I know that music and prayer and exercise and writing keep it at bay.

(I know that I am tired. I know that I feel I don't deserve to feel tired.)

I know that it keeps me constantly second-guessing myself.

That’s why music and prayer and exercise and writing help, I think. Those are things that I’m sure about, things I don’t second-guess. Because I’m sure that music is beautiful. And I’m sure about the One I pray to. I know that exercise is good for me. I know that I’m a writer.

Loving my kids and my husband: that helps too. Another thing I’m sure about. They’re mine and I’m theirs, and I am to love them.

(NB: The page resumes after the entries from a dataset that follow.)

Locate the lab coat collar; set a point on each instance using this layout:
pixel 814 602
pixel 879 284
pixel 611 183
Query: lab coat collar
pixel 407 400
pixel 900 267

It’s very good to have things I don’t doubt, even if I sometimes doubt if I’m doing them well. The difference between being thirteen and being thirty is that I know that doing the right thing is better than doing the wrong thing, even if I’m not doing the right thing as well as it can be done. Huh. But, yes, I think that’s maturity. Because I used to be so scared of screwing up that I’d never even start. Now, more often than not, at least I start. I’ve learned to say, “Help me, Lord. I’m going in,” instead of, “Help me, Lord, I can’t.”

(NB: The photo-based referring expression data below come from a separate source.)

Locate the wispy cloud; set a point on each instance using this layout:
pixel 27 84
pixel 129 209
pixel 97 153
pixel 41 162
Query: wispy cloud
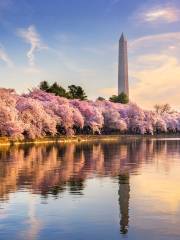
pixel 5 58
pixel 32 37
pixel 159 13
pixel 171 37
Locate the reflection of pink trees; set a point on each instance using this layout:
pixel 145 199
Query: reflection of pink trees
pixel 53 168
pixel 40 114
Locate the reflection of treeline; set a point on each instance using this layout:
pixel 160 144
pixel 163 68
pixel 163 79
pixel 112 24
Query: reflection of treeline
pixel 51 169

But, really? The, “doom, doom, doom” beat that sounds in my ears whenever anything goes the slightest bit wrong? I just hate it. The feeling that it’s all a loss and I might as well stop trying, that feeling of hopelessness that shows up whenever I make a small mistake? The one that’s completely out of proportion to reality? I could live without that. I really could.

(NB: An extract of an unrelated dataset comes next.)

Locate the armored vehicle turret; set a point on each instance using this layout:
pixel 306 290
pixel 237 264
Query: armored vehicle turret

I really, really, really could.

I wish it weren’t winter anymore.

7 comments:

Unknown said...

Oh I KNOW this one (why should that not surprise you?). Here I speak not as a psychologist, nor as a spiritual director, nor as your mother (though I do have a response to your post from all of those positions of my heart) but rather as a fellow-Christian: when this happens to me, I have found that telling that voice to "shut up and go where Jesus sends you" and then angrily and vigorously doing GOOD is often a sufficient answer.

becca said...

Thank you, Jess. Thank you, Betsy. I am feeling like this right now. And it's 11. And I HAVE to be there in time for that 8:30 meeting tomorrow. And I'm reading blogs. Now to go and do the good (and sometimes strange) thing of sleeping.

becca said...

Not at all that I am trying to trivialize your post Jess. I do feel sick of myself and that constant barrage in my head.

I miss you.

Emily (Laundry and Lullabies) said...

You certainly articulate it well. (This does not surprise me, since you most definitely ARE a writer.)

I can't remember if we've talked about Kathleen Norris' book Noonday Demon? If you haven't read it, it might help. It helped me differentiate between acedia and depression, and decide how to proceed.

I know it isn't for awhile, but next time we have dinner I'm happy to listen if you need an ear. Love you.

Emily (Laundry and Lullabies) said...

I should not write comments while battling the stomach flu. Kathleen Norris' book is called "Acedia and Me". She references Noonday Demon. Sorry!

Jessica Snell said...

Mom, Becca and Emily: thank you. Very much.

Ruthie said...

This is the struggle of us Christians. This is Pilgrim's Progress. This is me!